A look at “vectorology” with Greg Spies

Vaccine and Infectious Disease Division

A look at “vectorology” with Greg Spies

Dr. Greg Spies

VIDI staff scientist Dr. Greg Spies has lived in the Northwest for many years, and enjoys the outdoor activities the area offers, including backcountry skiing with his dog. Spies' love of science has spread beyond his own career - his two daughters are currently pursuing graduate degrees in science.

VIDI staff scientist Dr. Greg Spies is working on building a better HIV vaccine, starting from the individual DNA and protein pieces that make up the vaccine molecules.  Along with other scientists in VIDI co-director Dr. Julie McElrath’s group, Spies is trying to figure out whether there is any connection between the common virus adenovirus 5, which has been used as a backbone for many candidate HIV vaccines, and infection with HIV.

Since results from the Step study, a trial for a potential HIV vaccine that used an adenovirus 5 vector, was halted in 2007, have come forth, there’s been a lot of rearrangement in the HIV vaccine field, Spies said.  In addition to not providing protection against HIV, the vaccine used in the Step study seems to have actually increased the chances of HIV infection for uncircumcised men who had previously been exposed to adenovirus.  Understandably, these findings prompted concern in the vaccine research field, and scientists have been trying to find out whether there is a true connection between adenovirus infection and HIV acquisition in trial volunteers who received the adenovirus-based vaccine.

In one approach to this question, Spies has been looking at the levels of adenovirus 5 antibodies, a measure of adenovirus infection, present in the blood of trial participants and compared these levels to the participants’ chance of becoming infected with HIV.  For both volunteers who had received the vaccine and those who had received the placebo, Spies found no correlation between presence of adenovirus antibodies and chances of HIV infection, lending additional credence to the view that there is no real connection between the two viruses.

Because of the possible safety issue and because adenovirus-based HIV vaccine have proved fruitless in the past, researchers are now exploring other avenues for vaccine vectors, the backbones to deliver the vaccine pieces, Spies said.  “We’ve spent a huge amount of time studying adenovirus and not studying HIV,” he said.  “It’s good that we’re finally moving forward.”

Vectors for potential HIV vaccines are often made out of pieces from other, more innocuous viruses such as adenovirus, with the idea that those virus pieces may kick the immune system into gear and cause it to better recognize the pieces of HIV virus in the vaccine.  Now Spies and other scientists are looking for alternatives to adenovirus as that backbone.  “It was a real rock as a vector,” he said. “Other vectors are not yet up to that standard.”

In his role as Scientific Director for McElrath’s project under the Collaboration for AIDS Vaccine Discovery, Spies is looking into using the yellow fever virus as an HIV vaccine vector.  To start, he’s testing it out in monkeys, creating an animal vaccine using parts of the “gag” protein from SIV, or Simian immunodeficiency virus.  “The yellow fever vaccine has always held up as one of the most effective vaccines,” Spies said. 

This isn’t the first time people have tried tweaking the yellow fever vaccine to make other vaccines – it has been successfully used to make an experimental Dengue vaccine by replacing the Yellow Fever envelope with the Dengue envelope.  The first step to test the yellow fever-based vaccine will be to compare its immunogenicity to adenovirus vaccines in mice.

In another project, Spies is working with Dr. Harlan Robins, assistant member in Public Health Sciences and computational biologist, on integrating human genetic sequences into HIV vaccines that will cause increased production of the HIV proteins inside the human body, to give the immune system more protein to grab hold of.  Researchers in the past have already come up with ways to increase protein production in HIV vaccines, but these novel sequences should in theory boost protein expression even higher, Spies said.

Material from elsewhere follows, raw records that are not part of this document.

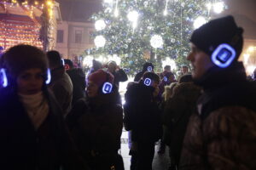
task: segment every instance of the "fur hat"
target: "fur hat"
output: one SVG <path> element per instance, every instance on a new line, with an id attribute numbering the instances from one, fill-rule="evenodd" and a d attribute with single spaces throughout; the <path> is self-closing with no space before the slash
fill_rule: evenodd
<path id="1" fill-rule="evenodd" d="M 113 84 L 113 76 L 110 72 L 105 71 L 101 69 L 90 74 L 88 77 L 88 82 L 92 82 L 98 87 L 102 86 L 106 82 Z"/>
<path id="2" fill-rule="evenodd" d="M 13 78 L 31 68 L 40 68 L 46 75 L 48 68 L 46 54 L 41 49 L 23 44 L 8 49 L 0 63 L 1 67 L 5 68 Z"/>
<path id="3" fill-rule="evenodd" d="M 237 27 L 233 16 L 216 19 L 195 30 L 190 42 L 206 54 L 212 55 L 222 43 L 228 43 L 236 51 L 236 59 L 242 50 L 242 28 Z"/>

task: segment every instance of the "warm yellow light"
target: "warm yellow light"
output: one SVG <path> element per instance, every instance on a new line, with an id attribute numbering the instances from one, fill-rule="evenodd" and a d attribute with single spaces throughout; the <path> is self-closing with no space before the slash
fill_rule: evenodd
<path id="1" fill-rule="evenodd" d="M 53 5 L 53 3 L 52 3 L 52 2 L 51 2 L 51 1 L 47 1 L 47 5 L 48 5 L 48 6 L 52 6 L 52 5 Z"/>

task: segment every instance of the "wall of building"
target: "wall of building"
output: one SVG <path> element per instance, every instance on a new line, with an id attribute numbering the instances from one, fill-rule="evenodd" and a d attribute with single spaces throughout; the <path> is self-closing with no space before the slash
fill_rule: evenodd
<path id="1" fill-rule="evenodd" d="M 58 23 L 58 31 L 63 31 L 63 42 L 58 42 L 60 37 L 57 37 L 55 50 L 59 51 L 63 58 L 73 60 L 84 50 L 94 47 L 94 42 L 90 38 L 90 34 L 94 31 L 93 23 L 61 21 Z"/>

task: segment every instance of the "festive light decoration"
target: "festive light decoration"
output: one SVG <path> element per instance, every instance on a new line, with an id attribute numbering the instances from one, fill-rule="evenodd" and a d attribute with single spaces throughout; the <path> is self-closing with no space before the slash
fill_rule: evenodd
<path id="1" fill-rule="evenodd" d="M 197 19 L 195 19 L 195 20 L 194 21 L 194 28 L 197 29 L 206 23 L 207 23 L 207 20 L 204 17 L 200 16 Z"/>
<path id="2" fill-rule="evenodd" d="M 164 44 L 162 37 L 160 35 L 154 35 L 151 37 L 150 44 L 154 48 L 161 48 Z"/>
<path id="3" fill-rule="evenodd" d="M 92 20 L 103 20 L 108 26 L 94 32 L 93 37 L 103 36 L 108 42 L 86 50 L 84 56 L 90 54 L 97 59 L 115 54 L 129 75 L 140 71 L 146 61 L 154 65 L 155 71 L 161 71 L 161 60 L 166 57 L 174 60 L 177 67 L 189 65 L 186 57 L 194 26 L 198 27 L 208 21 L 213 4 L 218 2 L 222 1 L 104 1 L 103 9 Z M 207 3 L 211 8 L 207 8 Z"/>
<path id="4" fill-rule="evenodd" d="M 103 30 L 106 27 L 106 23 L 102 20 L 96 20 L 95 23 L 95 28 L 96 31 Z"/>
<path id="5" fill-rule="evenodd" d="M 223 12 L 224 9 L 224 2 L 218 2 L 218 3 L 215 3 L 213 4 L 213 10 L 217 14 L 219 14 L 219 13 Z"/>
<path id="6" fill-rule="evenodd" d="M 33 0 L 6 0 L 0 2 L 0 6 L 3 6 L 8 14 L 2 14 L 0 19 L 0 46 L 8 49 L 19 43 L 25 43 L 43 48 L 43 42 L 39 39 L 42 35 L 39 17 L 46 9 L 49 19 L 52 19 L 54 1 L 39 3 Z M 13 14 L 12 11 L 19 12 Z M 20 15 L 17 14 L 19 13 Z M 49 30 L 53 31 L 52 28 Z"/>
<path id="7" fill-rule="evenodd" d="M 102 48 L 106 43 L 106 39 L 103 36 L 97 36 L 94 39 L 94 43 L 97 48 Z"/>

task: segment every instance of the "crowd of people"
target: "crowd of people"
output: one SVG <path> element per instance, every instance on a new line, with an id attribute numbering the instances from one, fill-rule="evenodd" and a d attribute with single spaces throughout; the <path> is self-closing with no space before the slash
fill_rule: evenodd
<path id="1" fill-rule="evenodd" d="M 16 45 L 0 58 L 0 167 L 24 170 L 152 170 L 169 148 L 169 170 L 256 169 L 256 70 L 238 58 L 243 30 L 232 16 L 194 31 L 191 62 L 176 78 L 147 62 L 128 80 L 114 61 L 93 60 L 88 75 L 57 51 Z"/>

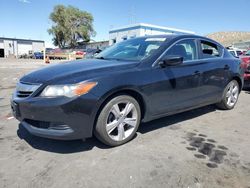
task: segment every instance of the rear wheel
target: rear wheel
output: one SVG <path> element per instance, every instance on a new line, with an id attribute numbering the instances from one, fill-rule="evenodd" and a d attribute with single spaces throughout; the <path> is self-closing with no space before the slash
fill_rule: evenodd
<path id="1" fill-rule="evenodd" d="M 236 80 L 232 80 L 228 83 L 223 92 L 223 98 L 217 106 L 223 110 L 231 110 L 234 108 L 239 97 L 239 84 Z"/>
<path id="2" fill-rule="evenodd" d="M 104 144 L 118 146 L 134 137 L 140 120 L 141 110 L 138 102 L 131 96 L 120 95 L 103 107 L 94 134 Z"/>

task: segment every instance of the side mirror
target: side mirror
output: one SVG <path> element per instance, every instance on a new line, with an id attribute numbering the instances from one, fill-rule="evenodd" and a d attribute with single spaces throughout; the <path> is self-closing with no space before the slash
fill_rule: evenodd
<path id="1" fill-rule="evenodd" d="M 159 65 L 161 67 L 166 67 L 166 66 L 180 65 L 182 63 L 183 63 L 183 57 L 181 56 L 165 56 L 159 62 Z"/>

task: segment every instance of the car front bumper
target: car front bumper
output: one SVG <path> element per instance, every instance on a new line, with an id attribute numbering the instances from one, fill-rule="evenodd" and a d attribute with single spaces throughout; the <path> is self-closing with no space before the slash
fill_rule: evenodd
<path id="1" fill-rule="evenodd" d="M 244 88 L 250 88 L 250 73 L 244 74 Z"/>
<path id="2" fill-rule="evenodd" d="M 31 134 L 61 140 L 92 136 L 98 109 L 96 96 L 67 98 L 12 97 L 13 115 Z"/>

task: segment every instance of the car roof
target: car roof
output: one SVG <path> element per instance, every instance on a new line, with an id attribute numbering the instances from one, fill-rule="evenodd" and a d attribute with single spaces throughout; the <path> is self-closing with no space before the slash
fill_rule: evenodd
<path id="1" fill-rule="evenodd" d="M 198 38 L 198 39 L 203 39 L 206 41 L 210 41 L 212 43 L 215 43 L 221 47 L 223 47 L 223 45 L 221 45 L 220 43 L 216 42 L 213 39 L 204 37 L 204 36 L 199 36 L 199 35 L 195 35 L 195 34 L 164 34 L 164 35 L 147 35 L 147 36 L 142 36 L 139 38 L 169 38 L 169 39 L 176 39 L 176 40 L 180 40 L 180 39 L 185 39 L 185 38 Z"/>

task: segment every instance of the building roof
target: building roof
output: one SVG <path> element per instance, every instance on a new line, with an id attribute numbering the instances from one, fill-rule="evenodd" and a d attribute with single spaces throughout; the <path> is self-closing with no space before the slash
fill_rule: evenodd
<path id="1" fill-rule="evenodd" d="M 180 32 L 180 33 L 189 33 L 189 34 L 194 34 L 195 32 L 193 31 L 188 31 L 188 30 L 182 30 L 182 29 L 176 29 L 176 28 L 170 28 L 170 27 L 163 27 L 163 26 L 158 26 L 158 25 L 152 25 L 152 24 L 146 24 L 146 23 L 137 23 L 137 24 L 131 24 L 131 25 L 126 25 L 118 28 L 113 28 L 110 29 L 109 33 L 115 33 L 119 31 L 127 31 L 127 30 L 132 30 L 132 29 L 154 29 L 154 30 L 159 30 L 159 31 L 169 31 L 169 32 Z"/>
<path id="2" fill-rule="evenodd" d="M 19 40 L 19 41 L 29 41 L 29 42 L 43 42 L 43 40 L 32 40 L 32 39 L 20 39 L 20 38 L 8 38 L 8 37 L 0 37 L 0 40 Z"/>

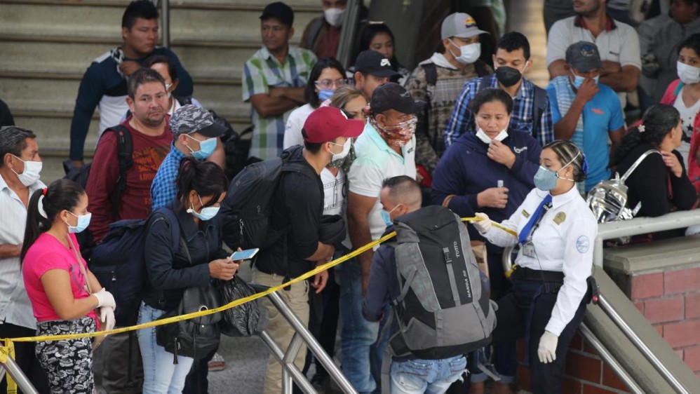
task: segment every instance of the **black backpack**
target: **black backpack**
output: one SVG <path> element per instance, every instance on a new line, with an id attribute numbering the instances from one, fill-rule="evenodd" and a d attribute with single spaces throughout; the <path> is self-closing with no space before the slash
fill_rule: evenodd
<path id="1" fill-rule="evenodd" d="M 112 205 L 112 217 L 116 217 L 116 214 L 119 209 L 119 199 L 121 193 L 126 187 L 126 172 L 133 165 L 133 142 L 131 140 L 131 132 L 123 125 L 117 125 L 105 129 L 100 138 L 107 133 L 114 133 L 116 135 L 116 154 L 119 161 L 119 175 L 116 178 L 116 188 L 109 198 Z M 65 172 L 65 179 L 70 179 L 85 189 L 88 184 L 88 177 L 90 176 L 90 169 L 92 168 L 92 163 L 88 163 L 82 167 L 74 167 L 70 159 L 63 162 L 63 170 Z M 83 258 L 86 260 L 90 259 L 95 243 L 93 240 L 93 235 L 90 230 L 86 229 L 83 231 L 76 234 L 78 244 L 80 245 L 80 252 Z"/>
<path id="2" fill-rule="evenodd" d="M 250 164 L 234 178 L 221 205 L 223 238 L 231 248 L 268 247 L 286 233 L 270 226 L 273 197 L 283 172 L 300 172 L 318 177 L 302 163 L 289 163 L 290 156 L 302 149 L 296 145 L 285 149 L 281 157 Z"/>
<path id="3" fill-rule="evenodd" d="M 391 300 L 399 327 L 389 339 L 392 354 L 440 360 L 490 344 L 497 306 L 459 217 L 431 205 L 393 223 L 401 292 Z"/>
<path id="4" fill-rule="evenodd" d="M 144 259 L 146 234 L 150 224 L 166 220 L 173 235 L 173 252 L 180 250 L 180 223 L 168 208 L 159 208 L 145 219 L 125 219 L 109 225 L 109 231 L 93 250 L 88 263 L 100 284 L 114 296 L 114 318 L 119 326 L 136 324 L 148 275 Z"/>

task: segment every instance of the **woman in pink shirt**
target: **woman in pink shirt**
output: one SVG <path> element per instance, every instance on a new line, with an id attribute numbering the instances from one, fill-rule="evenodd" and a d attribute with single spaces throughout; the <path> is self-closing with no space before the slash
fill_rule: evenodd
<path id="1" fill-rule="evenodd" d="M 97 314 L 107 330 L 112 328 L 114 298 L 88 269 L 74 235 L 90 223 L 85 191 L 59 179 L 35 191 L 27 210 L 20 259 L 36 334 L 94 332 Z M 52 393 L 93 394 L 92 338 L 41 341 L 35 353 Z"/>

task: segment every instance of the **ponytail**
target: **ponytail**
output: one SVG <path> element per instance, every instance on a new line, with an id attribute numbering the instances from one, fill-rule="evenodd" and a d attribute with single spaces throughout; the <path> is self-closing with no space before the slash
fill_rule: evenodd
<path id="1" fill-rule="evenodd" d="M 188 205 L 189 192 L 195 191 L 200 197 L 213 198 L 206 206 L 215 204 L 229 187 L 226 173 L 218 165 L 210 161 L 199 161 L 188 156 L 180 162 L 177 170 L 177 200 L 182 207 Z"/>
<path id="2" fill-rule="evenodd" d="M 72 211 L 78 206 L 83 194 L 85 190 L 69 179 L 58 179 L 48 188 L 37 190 L 32 194 L 27 207 L 27 225 L 20 252 L 20 264 L 24 261 L 27 251 L 39 236 L 53 226 L 58 214 L 64 210 Z"/>

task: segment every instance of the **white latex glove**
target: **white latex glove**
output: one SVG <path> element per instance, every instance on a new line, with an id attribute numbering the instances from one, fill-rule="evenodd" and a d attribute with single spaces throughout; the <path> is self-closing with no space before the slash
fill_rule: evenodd
<path id="1" fill-rule="evenodd" d="M 99 292 L 93 293 L 93 295 L 97 297 L 97 308 L 101 306 L 109 306 L 112 309 L 116 309 L 116 301 L 114 301 L 114 297 L 112 295 L 112 293 L 105 290 L 102 287 Z"/>
<path id="2" fill-rule="evenodd" d="M 114 320 L 114 310 L 109 306 L 102 306 L 99 311 L 100 321 L 102 323 L 102 331 L 109 331 L 114 328 L 116 321 Z"/>
<path id="3" fill-rule="evenodd" d="M 539 358 L 540 362 L 546 364 L 557 359 L 557 344 L 558 342 L 558 337 L 548 331 L 544 332 L 544 334 L 539 339 L 539 346 L 537 346 L 537 357 Z"/>
<path id="4" fill-rule="evenodd" d="M 491 229 L 491 219 L 489 219 L 489 215 L 478 212 L 474 216 L 483 220 L 471 220 L 470 223 L 473 224 L 476 230 L 482 234 L 487 233 Z"/>

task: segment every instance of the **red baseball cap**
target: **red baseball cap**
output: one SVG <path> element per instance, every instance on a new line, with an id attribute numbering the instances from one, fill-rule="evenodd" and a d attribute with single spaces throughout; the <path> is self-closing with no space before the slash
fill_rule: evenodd
<path id="1" fill-rule="evenodd" d="M 349 119 L 335 107 L 321 107 L 309 115 L 304 122 L 307 137 L 304 140 L 312 144 L 332 141 L 338 137 L 354 138 L 362 134 L 365 122 Z"/>

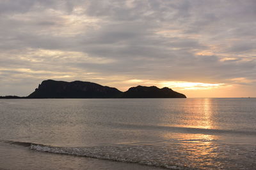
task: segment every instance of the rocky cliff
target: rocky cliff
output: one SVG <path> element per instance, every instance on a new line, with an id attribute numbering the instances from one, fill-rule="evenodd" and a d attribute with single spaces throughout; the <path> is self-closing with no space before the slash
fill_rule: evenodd
<path id="1" fill-rule="evenodd" d="M 28 98 L 186 98 L 172 89 L 138 86 L 122 92 L 116 88 L 81 81 L 45 80 Z"/>
<path id="2" fill-rule="evenodd" d="M 130 88 L 122 94 L 124 98 L 186 98 L 186 96 L 168 87 L 137 86 Z"/>
<path id="3" fill-rule="evenodd" d="M 116 88 L 81 81 L 45 80 L 29 98 L 115 98 L 122 95 Z"/>

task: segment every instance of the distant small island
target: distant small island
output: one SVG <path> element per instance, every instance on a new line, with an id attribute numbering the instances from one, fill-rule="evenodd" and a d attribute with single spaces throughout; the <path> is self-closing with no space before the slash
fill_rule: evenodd
<path id="1" fill-rule="evenodd" d="M 186 96 L 168 87 L 138 85 L 121 92 L 114 87 L 97 83 L 74 81 L 67 82 L 52 80 L 44 80 L 27 97 L 0 96 L 0 99 L 45 98 L 186 98 Z"/>

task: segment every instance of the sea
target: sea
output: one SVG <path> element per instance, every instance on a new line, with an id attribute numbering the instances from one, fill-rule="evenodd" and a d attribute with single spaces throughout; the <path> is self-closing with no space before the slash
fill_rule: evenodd
<path id="1" fill-rule="evenodd" d="M 256 98 L 0 99 L 0 169 L 256 169 Z"/>

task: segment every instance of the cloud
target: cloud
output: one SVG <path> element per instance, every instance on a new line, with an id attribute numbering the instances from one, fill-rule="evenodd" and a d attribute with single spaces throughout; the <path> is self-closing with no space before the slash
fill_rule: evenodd
<path id="1" fill-rule="evenodd" d="M 0 79 L 8 88 L 0 95 L 16 85 L 28 94 L 48 78 L 124 89 L 129 80 L 243 78 L 255 87 L 255 8 L 253 0 L 1 1 Z"/>

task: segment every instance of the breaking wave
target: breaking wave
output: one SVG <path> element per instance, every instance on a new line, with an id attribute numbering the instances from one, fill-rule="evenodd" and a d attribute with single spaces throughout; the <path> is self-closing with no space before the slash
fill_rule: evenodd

Although Spies started out in a different field, having earned a PhD in microbiology from Washington State University studying insect diseases for pest control, he’s been working on vaccines for a long time.  After his PhD, he worked at the University of Washington with Clinical Research member Dr. Martin Cheever on cancer vaccines, and then moved to Corixa, a biotech company that studied the body’s immune response to protein pieces overproduced in cancer cells.  When GlaxoSmithKline bought Corixa in 2005, Spies moved to his current position studying HIV at the Center.

He is also the study director for an assay that tests for the presence of adenovirus 5 antibodies, to determine whether study participants have been infected with that virus or not.  Since the Step study, all further HIV vaccine trials using adenovirus vaccines are only enrolling people that haven’t been infected with adenovirus, due to the possible safety concerns.  So anyone who wants to volunteer for one of these studies has to be screened for adenovirus first.